You also lecture on features writing at Bath Spa University – with your skills, do you think you could fashion a feature from any source material?
Having trained on a daily paper, I got used to writing about anything and everything my editor threw at me, from unfair dismissal cases to Dr Who! Writing a good feature is about doing excellent research and interviews, finding the angle, and then writing engaging copy in a suitable style – once you have those skills you should be able to apply them fairly easily to any subject.
About you and PRs
Are the boundaries between journalism and PR getting thinner? Do you think the two will merge further in the future?
I really hope they don’t merge! I think there needs to be a clear distinction between the deliberately biased pitch of a PR person – who is obviously trying to promote a product, an image, or an angle – and a journalist who should, in theory, be impartial and balanced.
As you yourself train people on how to get media exposure without using PRs, do you ever utilise PR contributions yourself in your freelance work? If so, what kind of contributions from PRs are useful, and which PR sectors do you work with?
Of course – PRs provide a very useful service! I particularly rely on them to provide images for product features, help find case studies and set up interviews with experts.
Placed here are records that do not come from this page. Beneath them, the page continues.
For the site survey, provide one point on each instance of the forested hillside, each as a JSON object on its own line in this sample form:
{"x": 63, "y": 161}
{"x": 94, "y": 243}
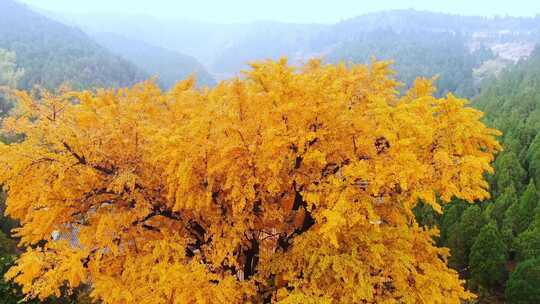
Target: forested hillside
{"x": 52, "y": 53}
{"x": 495, "y": 245}
{"x": 419, "y": 53}
{"x": 462, "y": 51}
{"x": 300, "y": 181}
{"x": 168, "y": 66}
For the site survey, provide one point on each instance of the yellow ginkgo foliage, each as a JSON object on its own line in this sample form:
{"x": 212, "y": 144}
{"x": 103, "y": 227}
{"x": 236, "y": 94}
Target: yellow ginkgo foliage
{"x": 290, "y": 185}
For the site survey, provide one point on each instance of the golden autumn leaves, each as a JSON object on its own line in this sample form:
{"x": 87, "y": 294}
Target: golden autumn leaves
{"x": 289, "y": 185}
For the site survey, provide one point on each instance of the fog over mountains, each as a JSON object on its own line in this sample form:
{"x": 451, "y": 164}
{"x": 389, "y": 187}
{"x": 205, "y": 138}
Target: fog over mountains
{"x": 461, "y": 50}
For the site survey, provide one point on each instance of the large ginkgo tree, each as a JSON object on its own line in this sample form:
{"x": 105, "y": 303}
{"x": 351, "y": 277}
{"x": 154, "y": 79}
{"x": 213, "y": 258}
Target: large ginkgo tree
{"x": 290, "y": 185}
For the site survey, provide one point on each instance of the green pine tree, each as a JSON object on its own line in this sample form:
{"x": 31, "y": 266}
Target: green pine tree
{"x": 488, "y": 258}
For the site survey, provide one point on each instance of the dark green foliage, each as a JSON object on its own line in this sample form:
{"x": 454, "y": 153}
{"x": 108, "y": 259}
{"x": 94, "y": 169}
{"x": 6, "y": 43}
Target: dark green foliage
{"x": 426, "y": 216}
{"x": 488, "y": 258}
{"x": 508, "y": 173}
{"x": 527, "y": 205}
{"x": 527, "y": 244}
{"x": 52, "y": 53}
{"x": 502, "y": 203}
{"x": 523, "y": 285}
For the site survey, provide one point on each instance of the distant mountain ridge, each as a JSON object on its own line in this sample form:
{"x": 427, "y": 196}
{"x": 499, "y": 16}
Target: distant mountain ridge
{"x": 168, "y": 66}
{"x": 52, "y": 53}
{"x": 225, "y": 49}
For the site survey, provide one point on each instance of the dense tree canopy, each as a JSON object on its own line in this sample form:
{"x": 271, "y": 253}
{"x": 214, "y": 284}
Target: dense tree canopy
{"x": 291, "y": 185}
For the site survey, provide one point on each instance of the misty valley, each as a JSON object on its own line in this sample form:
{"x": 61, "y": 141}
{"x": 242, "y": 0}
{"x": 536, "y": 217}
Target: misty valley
{"x": 390, "y": 157}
The bigger PR agencies who handle several clients can be a useful ‘one stop shop’.
Do you find social media useful with your work? How do you think it has changed journalism for the better/worse?
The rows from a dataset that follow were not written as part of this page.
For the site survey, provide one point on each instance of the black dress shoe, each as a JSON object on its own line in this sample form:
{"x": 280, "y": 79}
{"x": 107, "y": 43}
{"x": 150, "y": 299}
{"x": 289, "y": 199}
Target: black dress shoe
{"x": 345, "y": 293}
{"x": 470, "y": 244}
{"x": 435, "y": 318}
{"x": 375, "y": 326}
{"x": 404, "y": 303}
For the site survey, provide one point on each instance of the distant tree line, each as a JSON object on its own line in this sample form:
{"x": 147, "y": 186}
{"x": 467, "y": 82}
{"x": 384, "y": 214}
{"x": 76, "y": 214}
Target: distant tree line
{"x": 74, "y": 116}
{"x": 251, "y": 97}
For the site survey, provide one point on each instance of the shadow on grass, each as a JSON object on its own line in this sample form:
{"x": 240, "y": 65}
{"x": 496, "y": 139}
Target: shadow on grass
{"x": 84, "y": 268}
Social media is a great way to build contacts – especially as I work from home and therefore don’t often meet colleagues face-to-face. I also find it an incredibly useful way to gather news and views, get hold of case studies, etc. I do think social media is changing journalism, but as for whether it’s a good or a bad thing… well, I just don’t think it’s that black and white. The answer is probably ‘both’!
You studied Japanese as an undergraduate – are you still fluent, and do you ever get the chance to use your skills in your writing?
Sadly, no – after I graduated, I simply didn’t have much chance to practice my language skills, and gradually they have slipped away. But I’ll never regret the year I spent at Kyoto University of Foreign Studies – that was definitely a highlight of my 20s!
What media do you enjoy in your spare time (books, TV, films, blogs)?
In my spare time I tend to avoid any forms of media that I work on, so I usually stick to novels, films and TV (my guilty pleasure is 'Murder She Wrote'!). If I try relaxing with a magazine, I inevitably find myself scribbling notes and then rushing off to my computer to pitch an idea or two – definitely not a good way to switch off from work.